At the July 13 Agricultural Ministers Meeting, all governments committed to ongoing fire ant eradication and to this new response plan.
So far, only Queensland ($61 million or 10.3% of the total needed 2023-37) and NSW ($95 million or 16%) have made public commitments in line with the cost sharing arrangement set out in these documents.
What the documents reveal
To achieve eradication by 2032, the National Fire Ant Eradication Program needs $133 million in 2023/24, as part of a $592 million spend over the next four years (Response Plan 2023 – 2027, page 29).
However, Queensland has developed a revised and reduced work plan (Appendix 4) on a budget of only $84 million due to delays in funding commitments by the Commonwealth and other states (excluding NSW).
The serious implications of the budget reduction include:
- A greater than 50% reduction in the proposed treatment area for 2023/24 – from a 10km horseshoe around the entire fire ant infestation area (across the Moreton Bay, Somerset Regional, Lockyer Valley, Scenic Rim and Gold Coast Council areas) to a 5km strip only in the Scenic Rim and Gold Coast Council areas and no systematic eradication treatment in the other council areas.

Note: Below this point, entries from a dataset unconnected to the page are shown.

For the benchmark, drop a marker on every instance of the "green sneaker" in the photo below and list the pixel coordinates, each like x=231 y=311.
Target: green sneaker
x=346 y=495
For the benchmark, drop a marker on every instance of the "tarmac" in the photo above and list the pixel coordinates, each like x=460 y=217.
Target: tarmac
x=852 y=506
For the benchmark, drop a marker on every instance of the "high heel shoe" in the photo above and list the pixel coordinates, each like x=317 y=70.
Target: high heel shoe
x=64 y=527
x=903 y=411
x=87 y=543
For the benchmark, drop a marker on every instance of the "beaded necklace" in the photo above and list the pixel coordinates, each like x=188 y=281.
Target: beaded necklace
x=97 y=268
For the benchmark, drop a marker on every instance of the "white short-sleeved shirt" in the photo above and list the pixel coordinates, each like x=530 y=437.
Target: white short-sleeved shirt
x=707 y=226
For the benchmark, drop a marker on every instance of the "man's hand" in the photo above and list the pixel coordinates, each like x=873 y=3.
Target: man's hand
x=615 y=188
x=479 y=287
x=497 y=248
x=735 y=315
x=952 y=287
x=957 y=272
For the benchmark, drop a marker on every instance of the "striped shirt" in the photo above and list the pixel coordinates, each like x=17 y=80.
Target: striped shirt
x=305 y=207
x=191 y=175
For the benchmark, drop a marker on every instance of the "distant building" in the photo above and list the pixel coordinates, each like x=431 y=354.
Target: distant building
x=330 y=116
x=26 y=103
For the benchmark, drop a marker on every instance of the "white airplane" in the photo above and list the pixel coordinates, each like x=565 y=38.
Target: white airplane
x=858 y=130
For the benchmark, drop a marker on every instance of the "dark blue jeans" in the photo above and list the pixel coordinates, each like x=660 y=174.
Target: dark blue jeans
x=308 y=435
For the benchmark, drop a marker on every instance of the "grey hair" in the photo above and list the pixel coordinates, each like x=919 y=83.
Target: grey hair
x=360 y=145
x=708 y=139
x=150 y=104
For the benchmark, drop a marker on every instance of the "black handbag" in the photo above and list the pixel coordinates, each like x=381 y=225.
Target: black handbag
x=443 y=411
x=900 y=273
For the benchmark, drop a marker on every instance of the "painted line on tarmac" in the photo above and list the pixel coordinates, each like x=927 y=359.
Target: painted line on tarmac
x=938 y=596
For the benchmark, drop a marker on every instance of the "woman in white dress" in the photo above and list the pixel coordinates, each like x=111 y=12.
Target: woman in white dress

- A reduction in the surveillance target from 17% to 8% of the area.
- Cuts to funding for compliance and public communication/education.
Background information on fire ants:
- Fire ants can be lethal to humans, are expected to have a $2 billion per year impact on Australia’s economy if they get out of control, will devastate wildlife, cut agricultural output by up to 40% and may cause over one hundred thousand extra medical appointments each year.
- Fire ants can form rafts during flood events, stowaway in freight or soil or spread by Queen ant flights of around 5 km per year (and up to 30 km in favourable conditions).
- The National Red Imported Fire Ant Eradication Program strategic review estimated that at least $200 to $300 million per year will be required for ongoing eradication efforts to achieve eradication by 2032 – this compares to $94 million spent in 2022/23 and only $60 million committed for this financial year.
- Recently Australia’s governments committed to ongoing fire ant eradication but have not yet committed any new funding to fight fire ants in Australia. Fire ant eradication is being led by the Queensland government but is funded by all Australian governments because fire ants are a threat to the whole country.
- Fire ants came into Australia in the late 90s in freight from the United States, they were found in 2001. Fire ants are originally from South America.
- Fire ants have spread across most of the southern United States, and are spreading in China at a rate of about 80 km per year.
- Almost all of Australia is climatically suitable for fire ants.